OK, I'm back home! We have three photographs of men with musical instruments.
Scan 1 - the man on the left is holding a guitar with what looks like a very high action which means it has been set up to play with a steel - i.e. Hawaiian style. The one in the middle is playing an electric lap steel, as I've previously said, and the one on the right an ordinary electrified acoustic guitar. It looks like a Gibson ES 150 - said to be "one of the world's first significant commercially produces electric guitars" but, unfortunately it isn't - the head is the wrong shape. The ES150 was first produced in 1936 so I would speculate that the guitar in the photo must be from the late 1930s at the earliest.
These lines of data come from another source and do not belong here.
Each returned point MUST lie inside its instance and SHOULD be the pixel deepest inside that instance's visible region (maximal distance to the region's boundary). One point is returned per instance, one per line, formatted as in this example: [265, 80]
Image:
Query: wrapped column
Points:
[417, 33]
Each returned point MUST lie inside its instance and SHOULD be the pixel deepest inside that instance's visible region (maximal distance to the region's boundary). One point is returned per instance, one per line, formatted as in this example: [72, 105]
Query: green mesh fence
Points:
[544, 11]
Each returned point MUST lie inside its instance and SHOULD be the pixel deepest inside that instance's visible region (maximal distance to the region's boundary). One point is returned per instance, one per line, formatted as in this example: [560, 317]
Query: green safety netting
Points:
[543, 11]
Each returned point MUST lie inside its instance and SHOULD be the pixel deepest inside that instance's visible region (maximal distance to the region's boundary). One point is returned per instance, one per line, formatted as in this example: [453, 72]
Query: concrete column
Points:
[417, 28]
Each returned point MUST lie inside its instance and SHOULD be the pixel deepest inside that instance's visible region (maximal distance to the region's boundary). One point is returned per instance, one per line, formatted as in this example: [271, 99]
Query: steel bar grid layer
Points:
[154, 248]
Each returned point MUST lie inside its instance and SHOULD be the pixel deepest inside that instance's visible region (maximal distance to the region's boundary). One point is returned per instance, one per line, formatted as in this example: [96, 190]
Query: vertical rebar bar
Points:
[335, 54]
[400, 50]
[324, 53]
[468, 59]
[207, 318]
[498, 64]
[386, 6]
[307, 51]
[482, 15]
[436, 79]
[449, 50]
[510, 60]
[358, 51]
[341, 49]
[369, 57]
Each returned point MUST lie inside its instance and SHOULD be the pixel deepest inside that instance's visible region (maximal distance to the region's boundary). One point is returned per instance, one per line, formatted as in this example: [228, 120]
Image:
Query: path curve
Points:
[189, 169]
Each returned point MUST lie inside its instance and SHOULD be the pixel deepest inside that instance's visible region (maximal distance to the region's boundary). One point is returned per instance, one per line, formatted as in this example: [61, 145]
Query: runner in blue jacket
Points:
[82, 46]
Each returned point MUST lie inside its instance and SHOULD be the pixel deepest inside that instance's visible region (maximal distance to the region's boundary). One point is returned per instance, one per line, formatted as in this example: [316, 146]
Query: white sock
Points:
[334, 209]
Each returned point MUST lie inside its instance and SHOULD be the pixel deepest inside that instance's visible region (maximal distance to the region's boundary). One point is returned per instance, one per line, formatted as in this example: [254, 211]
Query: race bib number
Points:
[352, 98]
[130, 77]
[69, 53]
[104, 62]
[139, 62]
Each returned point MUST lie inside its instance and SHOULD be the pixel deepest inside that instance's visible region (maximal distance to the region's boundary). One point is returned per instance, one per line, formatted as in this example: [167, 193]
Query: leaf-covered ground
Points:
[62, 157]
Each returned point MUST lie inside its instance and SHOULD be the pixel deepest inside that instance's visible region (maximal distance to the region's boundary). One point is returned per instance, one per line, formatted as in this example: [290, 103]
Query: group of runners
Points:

Scan 2 - The same man on the left is now playing a Ukulele (Hawaiian for "jumping flea"!). These come in various sizes and I can't tell whether it's a Concert or a Tenor. As I've said previously, the man in the middle is playing a Dobro (an amalgam of Dopyera Brothers). These were produced in that particular style from around 1929 but, unfortunately, you could just as easily go out and buy one today which looks identical. There were differences by which they can be dated but you'd have to have the thing in your hands in order to tell. The one puzzling thing is that it has a "trapeze" tailpiece which I thought might have given a clue as to its date - they don't have them like that nowadays - but I can find no reference to them ever having had one like that. It's possible that someone changed it at some stage. The man on the right is playing a different electrified acoustic guitar - look at the end of the fretboard - it's a different shape.
Scan 3 - We now have 4 men. The two at the back are playing nondescript, un-identifiable guitars. Both men at the front are playing Dobros. Quite what the cone is, on the floor at the front I've no idea. Their clothing seems to come from the 1940's
One further thing that is puzzling me is how did two chaps from Sheffield end up owning 2 Dobros? They weren't exactly common-place back in the 1940s. I remember Tommy Steele once saying that his ambition, when he started out, was to own a Martin guitar (similar quality to a Dobro) and they didn't start importing those itnto the UK on a regular basis 'til the 1970s when I first bought one.
If anything else strikes me I'll get back to you.